The U.S. economy grew at a 2% annual rate in the first quarter, but the number now matters for a different reason: it captures what happened before the war with Iran really started feeding through energy prices. The Commerce Department’s GDP report showed consumer spending, private investment and government outlays still in solid shape as oil prices were surging.
That is the reframing. The story is no longer whether growth can survive a weak consumer or a shutdown hangover; it is whether higher fuel costs can squeeze demand fast enough to offset the support from business investment and tax refunds. Brent crude jumped to $120 a barrel this week from around $70 in February, and contracts for July and August delivery have already topped $100.

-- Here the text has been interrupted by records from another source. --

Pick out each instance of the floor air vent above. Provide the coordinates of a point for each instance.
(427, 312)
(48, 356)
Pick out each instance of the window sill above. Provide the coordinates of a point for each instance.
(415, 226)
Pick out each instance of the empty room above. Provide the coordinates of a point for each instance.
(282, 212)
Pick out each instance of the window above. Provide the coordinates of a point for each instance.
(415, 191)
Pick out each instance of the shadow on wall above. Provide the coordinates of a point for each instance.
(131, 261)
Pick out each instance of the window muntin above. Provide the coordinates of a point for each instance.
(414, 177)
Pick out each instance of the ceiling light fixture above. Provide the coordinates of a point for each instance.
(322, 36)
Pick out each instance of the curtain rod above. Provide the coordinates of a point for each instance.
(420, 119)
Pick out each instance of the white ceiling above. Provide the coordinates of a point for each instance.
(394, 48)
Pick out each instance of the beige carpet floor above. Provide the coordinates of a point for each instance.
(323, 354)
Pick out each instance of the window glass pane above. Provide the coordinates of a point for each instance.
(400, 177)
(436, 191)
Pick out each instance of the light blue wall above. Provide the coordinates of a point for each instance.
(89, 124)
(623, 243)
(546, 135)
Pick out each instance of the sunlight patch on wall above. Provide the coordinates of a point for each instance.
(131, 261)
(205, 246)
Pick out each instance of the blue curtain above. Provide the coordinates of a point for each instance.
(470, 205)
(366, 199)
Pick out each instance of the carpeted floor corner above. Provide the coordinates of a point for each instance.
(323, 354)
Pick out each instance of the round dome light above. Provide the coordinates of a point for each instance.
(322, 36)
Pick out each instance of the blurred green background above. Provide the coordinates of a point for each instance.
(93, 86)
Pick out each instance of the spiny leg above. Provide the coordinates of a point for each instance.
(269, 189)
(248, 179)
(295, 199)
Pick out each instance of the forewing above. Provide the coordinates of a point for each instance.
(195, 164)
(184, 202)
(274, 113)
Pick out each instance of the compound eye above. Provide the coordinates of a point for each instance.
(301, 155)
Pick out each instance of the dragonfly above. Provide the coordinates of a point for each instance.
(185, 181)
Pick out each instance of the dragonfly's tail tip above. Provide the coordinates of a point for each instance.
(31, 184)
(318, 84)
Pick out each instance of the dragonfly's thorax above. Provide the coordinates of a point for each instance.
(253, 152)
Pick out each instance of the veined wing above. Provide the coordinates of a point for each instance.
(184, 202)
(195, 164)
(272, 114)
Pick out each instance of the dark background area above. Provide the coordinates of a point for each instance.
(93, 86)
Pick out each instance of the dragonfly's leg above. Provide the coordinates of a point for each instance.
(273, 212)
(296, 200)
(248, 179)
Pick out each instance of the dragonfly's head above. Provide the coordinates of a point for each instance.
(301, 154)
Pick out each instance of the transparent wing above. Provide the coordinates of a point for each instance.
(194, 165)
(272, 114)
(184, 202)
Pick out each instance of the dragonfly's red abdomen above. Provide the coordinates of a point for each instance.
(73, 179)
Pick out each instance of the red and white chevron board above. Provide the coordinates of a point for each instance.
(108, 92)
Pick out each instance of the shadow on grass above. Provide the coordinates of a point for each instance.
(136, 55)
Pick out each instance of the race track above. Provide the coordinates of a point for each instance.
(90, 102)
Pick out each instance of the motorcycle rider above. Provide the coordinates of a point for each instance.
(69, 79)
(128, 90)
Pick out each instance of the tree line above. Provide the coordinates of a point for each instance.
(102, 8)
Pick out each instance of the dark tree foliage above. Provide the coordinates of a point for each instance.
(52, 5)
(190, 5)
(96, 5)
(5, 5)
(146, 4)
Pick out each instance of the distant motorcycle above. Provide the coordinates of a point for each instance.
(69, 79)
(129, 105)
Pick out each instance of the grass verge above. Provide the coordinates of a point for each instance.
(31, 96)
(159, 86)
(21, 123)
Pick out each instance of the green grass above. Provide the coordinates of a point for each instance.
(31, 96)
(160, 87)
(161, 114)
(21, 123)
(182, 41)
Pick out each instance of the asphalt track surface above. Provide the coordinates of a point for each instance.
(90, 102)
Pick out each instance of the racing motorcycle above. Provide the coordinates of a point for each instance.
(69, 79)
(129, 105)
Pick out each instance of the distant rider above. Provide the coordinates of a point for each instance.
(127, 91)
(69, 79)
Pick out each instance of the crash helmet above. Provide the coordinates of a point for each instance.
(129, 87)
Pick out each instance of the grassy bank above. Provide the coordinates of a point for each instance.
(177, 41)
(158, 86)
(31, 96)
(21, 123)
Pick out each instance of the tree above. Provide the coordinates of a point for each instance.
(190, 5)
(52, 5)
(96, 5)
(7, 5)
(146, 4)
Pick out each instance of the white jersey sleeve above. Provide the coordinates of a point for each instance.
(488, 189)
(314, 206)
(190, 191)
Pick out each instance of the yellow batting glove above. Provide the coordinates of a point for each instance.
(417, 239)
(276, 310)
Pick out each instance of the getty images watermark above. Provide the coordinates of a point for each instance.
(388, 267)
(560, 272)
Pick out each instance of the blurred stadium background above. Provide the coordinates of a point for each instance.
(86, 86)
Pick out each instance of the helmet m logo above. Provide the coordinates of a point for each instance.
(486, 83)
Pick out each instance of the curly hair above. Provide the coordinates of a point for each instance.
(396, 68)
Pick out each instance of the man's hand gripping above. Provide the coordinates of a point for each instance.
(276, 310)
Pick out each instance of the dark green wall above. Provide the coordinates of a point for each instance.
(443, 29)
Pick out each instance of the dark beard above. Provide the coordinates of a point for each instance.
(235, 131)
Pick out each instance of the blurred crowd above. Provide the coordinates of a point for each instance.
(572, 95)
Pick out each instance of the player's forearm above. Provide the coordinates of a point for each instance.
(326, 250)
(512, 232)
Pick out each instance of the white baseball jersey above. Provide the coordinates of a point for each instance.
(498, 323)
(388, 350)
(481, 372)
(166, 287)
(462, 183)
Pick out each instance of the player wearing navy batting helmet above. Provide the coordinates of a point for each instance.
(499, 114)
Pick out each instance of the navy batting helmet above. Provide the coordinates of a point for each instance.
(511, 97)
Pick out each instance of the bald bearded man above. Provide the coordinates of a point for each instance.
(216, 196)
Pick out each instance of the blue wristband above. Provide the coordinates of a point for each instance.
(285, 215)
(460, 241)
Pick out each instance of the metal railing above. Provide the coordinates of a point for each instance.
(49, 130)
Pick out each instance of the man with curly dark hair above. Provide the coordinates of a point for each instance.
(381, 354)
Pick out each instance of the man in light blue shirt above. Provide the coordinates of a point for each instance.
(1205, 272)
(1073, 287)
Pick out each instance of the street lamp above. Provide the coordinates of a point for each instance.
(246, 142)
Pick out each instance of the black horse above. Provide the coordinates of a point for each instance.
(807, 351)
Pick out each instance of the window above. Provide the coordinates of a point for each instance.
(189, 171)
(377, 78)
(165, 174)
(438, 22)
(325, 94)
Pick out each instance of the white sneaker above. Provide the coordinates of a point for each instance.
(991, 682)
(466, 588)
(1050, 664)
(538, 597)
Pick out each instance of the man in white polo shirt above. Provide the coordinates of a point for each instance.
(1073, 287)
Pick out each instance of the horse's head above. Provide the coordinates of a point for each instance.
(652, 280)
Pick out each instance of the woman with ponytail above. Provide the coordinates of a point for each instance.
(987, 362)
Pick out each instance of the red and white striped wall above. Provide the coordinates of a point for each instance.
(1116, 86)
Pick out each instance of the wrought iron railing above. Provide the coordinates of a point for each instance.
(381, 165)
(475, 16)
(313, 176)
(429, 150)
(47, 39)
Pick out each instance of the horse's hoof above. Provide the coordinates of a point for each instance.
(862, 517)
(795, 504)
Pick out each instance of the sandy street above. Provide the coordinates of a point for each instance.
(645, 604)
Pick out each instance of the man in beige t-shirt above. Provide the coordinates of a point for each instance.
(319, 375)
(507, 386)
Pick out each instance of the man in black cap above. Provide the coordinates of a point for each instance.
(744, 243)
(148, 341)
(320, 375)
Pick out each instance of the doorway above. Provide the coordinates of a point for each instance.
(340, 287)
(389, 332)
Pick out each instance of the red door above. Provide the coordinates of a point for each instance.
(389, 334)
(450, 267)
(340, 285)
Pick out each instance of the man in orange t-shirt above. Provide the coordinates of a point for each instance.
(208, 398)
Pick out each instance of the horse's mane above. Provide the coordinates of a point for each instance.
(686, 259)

- Personal consumption rose 1.6% in the quarter, and spending was still strongest among higher-income households. NPR’s read was that tax refunds helped keep lower- and middle-income consumers in the game.
- Business investment, including heavy AI spending, helped lift GDP. The Wall Street Journal reported that firms were still putting money to work even as consumer growth slowed.
- Inflation is already doing work on policy. CNN noted the war is pushing the Fed to delay further rate cuts while oil stays above $100.
That leaves a clean line for investors, borrowers and companies: growth can still print at 2% while the inflation impulse gets stronger underneath it. If gasoline stays elevated, the quarter’s resilience stops being a sign of momentum and starts looking like the last good read before the squeeze. The Washington Post said consumers were already showing fatigue as prices rose.
The number to watch now is whether energy costs stay high long enough to turn a solid GDP print into a weaker second quarter. If Brent stays above $100, the consumer gets tighter and the Fed gets less room to move.